Verbal Testimony (Sabda epistemology of Mimamsa)


Verbal Testimony (Sabda epistemology of Mimamsa)
Ø  Sabda-Pramana has got the greatest importance in Mimamsa. Testimony is Verbal authority. It is the knowledge of the meanings of words.
Ø  Kumarila divides testimony into two parts:
1.      Personal (puruseya): it is the testimony of trustworthy persons (aptavakya). It is not valid in itself. Its validity is inferred from the character of the trustworthy person. It may vitiated by doubt and error and may be contradicted afterwards.
2.      Impersonal (apauruseya): it is the testimony of the Veda (vedavakaya). It is valid in itself. It has the intrinsic validity. The veda is eternal and authorless. It is not the work of any person, human or divine. The sages are only the seers and not the authors of the vedas.
Ø  Prabhakara admits only Vedic testimony as real testimony and reduces human testimony to inference because its validity is inferred from the trustworthy character of the person.

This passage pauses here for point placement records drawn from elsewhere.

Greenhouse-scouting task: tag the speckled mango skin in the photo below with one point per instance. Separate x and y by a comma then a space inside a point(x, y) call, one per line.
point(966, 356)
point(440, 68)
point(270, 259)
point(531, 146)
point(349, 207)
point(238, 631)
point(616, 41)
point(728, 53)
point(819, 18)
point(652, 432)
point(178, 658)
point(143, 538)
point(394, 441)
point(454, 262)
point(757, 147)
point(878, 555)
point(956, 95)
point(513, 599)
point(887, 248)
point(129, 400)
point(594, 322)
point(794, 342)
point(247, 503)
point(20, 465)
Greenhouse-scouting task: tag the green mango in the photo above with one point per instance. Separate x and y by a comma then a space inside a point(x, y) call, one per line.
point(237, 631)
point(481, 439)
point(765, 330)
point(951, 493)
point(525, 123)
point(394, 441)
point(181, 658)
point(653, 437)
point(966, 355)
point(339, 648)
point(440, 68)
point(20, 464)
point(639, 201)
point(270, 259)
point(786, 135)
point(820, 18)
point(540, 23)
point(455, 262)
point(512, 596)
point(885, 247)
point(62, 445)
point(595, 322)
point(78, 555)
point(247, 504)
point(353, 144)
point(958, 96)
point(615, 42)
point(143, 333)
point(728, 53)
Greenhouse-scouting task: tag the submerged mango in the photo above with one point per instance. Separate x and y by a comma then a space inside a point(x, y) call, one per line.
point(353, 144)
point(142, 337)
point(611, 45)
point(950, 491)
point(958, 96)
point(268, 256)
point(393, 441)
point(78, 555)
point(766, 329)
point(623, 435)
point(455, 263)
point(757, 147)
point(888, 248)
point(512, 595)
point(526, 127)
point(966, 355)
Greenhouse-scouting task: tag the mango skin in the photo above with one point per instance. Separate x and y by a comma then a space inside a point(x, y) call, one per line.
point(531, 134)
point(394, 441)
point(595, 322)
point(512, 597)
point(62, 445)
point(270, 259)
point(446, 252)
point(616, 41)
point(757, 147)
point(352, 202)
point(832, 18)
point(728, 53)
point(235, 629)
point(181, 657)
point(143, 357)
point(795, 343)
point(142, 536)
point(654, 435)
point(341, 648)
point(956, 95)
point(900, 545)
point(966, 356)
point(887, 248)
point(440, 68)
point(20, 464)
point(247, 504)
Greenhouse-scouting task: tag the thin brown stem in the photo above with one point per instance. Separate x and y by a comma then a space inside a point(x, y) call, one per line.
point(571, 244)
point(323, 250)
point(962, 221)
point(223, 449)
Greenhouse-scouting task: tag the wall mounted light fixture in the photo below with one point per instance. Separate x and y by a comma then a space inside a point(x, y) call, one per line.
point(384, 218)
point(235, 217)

Ø  Again, testimony may give us knowledge of the existent objects (Siddhartha-vakya) or may command us to do something (vidhayaka-vakya).
Ø  Kumarila: he admits the distinction between the existential and injunctive propositions and limits the scope of Veda to the latter (abhihitanvayavada). The Veda deals with injunctions.
Ø  The Veda is broadly divided into:
1.      Vidhivada or injunctions
2.      Arthavada or explanations
Ø  The so-called assertive or explanatory propositions in the Veda are authoritative only, when they help persons to perform their duties (anvtitabhidhanavada).
Ø  Testimony is verbal cognition.
Ø  Mimamsakas says that only the sounds and the symbols are created and destroyed, while the real words are eternal.